Abb. 3: Die französische Kunstschutzoffizierin Marcelle Minet (zweite von links) mit internationalen „Monuments Men“ vor dem Central Collecting Point, Winter 1945/46, Foto: ZI, Photothek / Archiv
Abb. 4: Thomas Lievens Menü, München, 16. Juli 1946 (Simmel, S. 439)

„Solcherlei Erzählungen ließen Gastgeber und Gäste fröhlich werden.“ (S. 481).

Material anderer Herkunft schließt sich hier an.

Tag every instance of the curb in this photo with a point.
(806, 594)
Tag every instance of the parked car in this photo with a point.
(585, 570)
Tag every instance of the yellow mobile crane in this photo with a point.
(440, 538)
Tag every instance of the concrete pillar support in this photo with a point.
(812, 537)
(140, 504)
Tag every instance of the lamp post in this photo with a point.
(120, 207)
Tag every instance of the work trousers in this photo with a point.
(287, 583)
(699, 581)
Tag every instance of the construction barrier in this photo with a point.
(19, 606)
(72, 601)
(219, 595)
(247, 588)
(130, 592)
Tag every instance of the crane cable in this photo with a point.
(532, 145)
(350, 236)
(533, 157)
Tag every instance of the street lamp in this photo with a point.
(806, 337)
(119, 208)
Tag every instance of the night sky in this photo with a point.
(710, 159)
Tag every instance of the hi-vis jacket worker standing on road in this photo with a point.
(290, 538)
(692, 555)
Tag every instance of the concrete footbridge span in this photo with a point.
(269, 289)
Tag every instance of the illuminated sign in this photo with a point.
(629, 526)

Während „Mademoiselle Daniella“, deren Name allenfalls entfernt von der von Dezember 1945 bis Mai 1946 nach München abgeordneten französischen Kunstschutzkommissarin Marcelle Minet (Abb. 3) inspiriert sein mag, die decameroneske Tafelrunde weiter unterhält, serviert Thomas Lieven Parmesan-Pudding, Rehrücken Baden-Baden und Russische Creme (Abb. 4) und verliebt sich in die „bescheidene, schöne“ Collecting Point-Sekretärin.

Prof. Dr. IRIS LAUTERBACH ist Forschungsreferentin am Zentralinstitut für Kunstgeschichte und Honorarprofessorin an der Technischen Universität München.